Days Since a Historical Event
Apollo 11 landed on the Moon on July 20, 1969. As of March 7, 2026, that is approximately 20,683 days ago. Most date calculators handle historical dates back to at least January 1, 1900.
Date Differences in Spreadsheets
If you prefer spreadsheets:
- Excel / Google Sheets:
=DAYS(end_date, start_date)or simply=end_date - start_date(format the result as a number) - Business days in Google Sheets:
=NETWORKDAYS(start_date, end_date)— includes both endpoints;=NETWORKDAYS(start_date, end_date) - 1to exclude the start date
How Our Date Difference Calculator Handles All This
Our date difference calculator runs entirely in your browser. It handles:
- Leap years automatically
- Results in days, weeks, months, and years simultaneously
- Historical dates back centuries
- Future dates for planning ahead
No sign-up required, no data sent to any server. Just enter two dates and get the answer.
Frequently Asked Questions
Does the calculation include both the start and end date?
This depends on context. "Days between" typically counts the gap — from January 1 to January 3 is 2 days. "Days inclusive" or "days from ... through ..." counts both endpoints — January 1 through January 3 is 3 days. Our calculator computes the gap (exclusive of the start date), which is the standard mathematical interpretation. In legal and business contexts, always clarify whether the start and end dates are included.
How are leap years handled in date calculations?
A year is a leap year if it is divisible by 4, except for century years, which must be divisible by 400. So 2000 was a leap year, but 1900 and 2100 are not. Modern date libraries handle this automatically. When you cross a leap day (February 29) in your date range, the calculation correctly adds that extra day.
How do I calculate working days between two dates?

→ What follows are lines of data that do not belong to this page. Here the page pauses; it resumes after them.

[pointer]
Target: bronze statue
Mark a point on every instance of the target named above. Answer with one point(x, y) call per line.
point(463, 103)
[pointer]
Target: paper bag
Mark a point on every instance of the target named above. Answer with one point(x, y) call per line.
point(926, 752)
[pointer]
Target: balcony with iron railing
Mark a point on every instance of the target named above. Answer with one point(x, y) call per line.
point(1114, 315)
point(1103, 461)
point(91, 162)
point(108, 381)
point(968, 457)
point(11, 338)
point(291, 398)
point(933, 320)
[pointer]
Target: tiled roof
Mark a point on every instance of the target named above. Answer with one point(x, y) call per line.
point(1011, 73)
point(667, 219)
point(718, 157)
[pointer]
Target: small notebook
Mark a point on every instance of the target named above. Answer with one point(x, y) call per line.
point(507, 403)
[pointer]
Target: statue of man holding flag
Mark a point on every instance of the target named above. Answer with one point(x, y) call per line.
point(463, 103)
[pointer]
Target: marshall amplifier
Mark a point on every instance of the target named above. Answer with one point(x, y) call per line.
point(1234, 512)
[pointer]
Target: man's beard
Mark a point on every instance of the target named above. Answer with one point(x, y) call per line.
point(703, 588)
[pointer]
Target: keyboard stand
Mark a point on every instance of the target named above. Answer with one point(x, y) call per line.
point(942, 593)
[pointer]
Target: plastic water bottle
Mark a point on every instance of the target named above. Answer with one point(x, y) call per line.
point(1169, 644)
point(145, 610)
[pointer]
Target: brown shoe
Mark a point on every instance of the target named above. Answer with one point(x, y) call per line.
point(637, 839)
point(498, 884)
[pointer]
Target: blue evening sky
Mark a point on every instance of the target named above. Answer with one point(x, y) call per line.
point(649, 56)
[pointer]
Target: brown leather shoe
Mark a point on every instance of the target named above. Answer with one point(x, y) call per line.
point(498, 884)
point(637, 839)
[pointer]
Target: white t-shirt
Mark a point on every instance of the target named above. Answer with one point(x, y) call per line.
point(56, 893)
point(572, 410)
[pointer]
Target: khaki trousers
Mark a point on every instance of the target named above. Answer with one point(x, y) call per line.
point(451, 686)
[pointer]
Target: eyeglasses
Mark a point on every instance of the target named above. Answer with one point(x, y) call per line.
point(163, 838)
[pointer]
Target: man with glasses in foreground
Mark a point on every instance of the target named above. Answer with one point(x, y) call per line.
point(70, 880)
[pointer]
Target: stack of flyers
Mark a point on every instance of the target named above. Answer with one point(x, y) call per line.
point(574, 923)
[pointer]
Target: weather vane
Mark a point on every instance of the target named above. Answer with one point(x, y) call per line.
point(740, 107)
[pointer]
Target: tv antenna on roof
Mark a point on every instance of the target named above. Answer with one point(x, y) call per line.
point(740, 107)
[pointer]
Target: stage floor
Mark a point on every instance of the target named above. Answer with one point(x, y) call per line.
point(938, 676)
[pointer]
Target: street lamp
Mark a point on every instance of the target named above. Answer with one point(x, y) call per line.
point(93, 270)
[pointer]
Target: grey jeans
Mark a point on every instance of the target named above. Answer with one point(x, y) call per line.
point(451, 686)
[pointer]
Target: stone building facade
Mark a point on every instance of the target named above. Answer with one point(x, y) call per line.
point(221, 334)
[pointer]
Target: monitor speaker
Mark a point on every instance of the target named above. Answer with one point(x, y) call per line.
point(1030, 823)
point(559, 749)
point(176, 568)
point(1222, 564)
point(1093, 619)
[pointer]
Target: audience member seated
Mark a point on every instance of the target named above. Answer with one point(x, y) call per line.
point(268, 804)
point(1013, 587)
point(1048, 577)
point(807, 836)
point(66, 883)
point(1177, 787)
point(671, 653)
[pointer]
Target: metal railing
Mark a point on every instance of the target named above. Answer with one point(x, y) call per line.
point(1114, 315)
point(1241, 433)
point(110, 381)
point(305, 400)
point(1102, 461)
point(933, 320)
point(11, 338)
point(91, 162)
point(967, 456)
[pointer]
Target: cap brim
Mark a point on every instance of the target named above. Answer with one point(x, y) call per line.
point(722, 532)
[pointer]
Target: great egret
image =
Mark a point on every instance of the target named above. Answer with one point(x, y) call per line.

Use our work day calculator, which automatically excludes Saturdays and Sundays. For public holidays, you'll need to manually subtract the number of public holidays that fall on weekdays within your date range, as these vary by country and region.
Why does my spreadsheet show a wrong date when I subtract dates?
If you subtract two dates in Excel or Google Sheets and see a result like "1/2/1900" instead of a number, the result cell is formatted as a date rather than a number. Select the cell and format it as "Number" to see the correct day count.
How many days are in a year for calculation purposes?
A calendar year has 365 days (or 366 in a leap year). However, financial calculations often use a "day count convention" — 365, 360, or 365/360 depending on the instrument. Treasury bonds use Actual/Actual (actual calendar days), while many corporate bonds use 30/360 (each month assumed to have 30 days, each year 360). For everyday date calculations, use actual calendar days.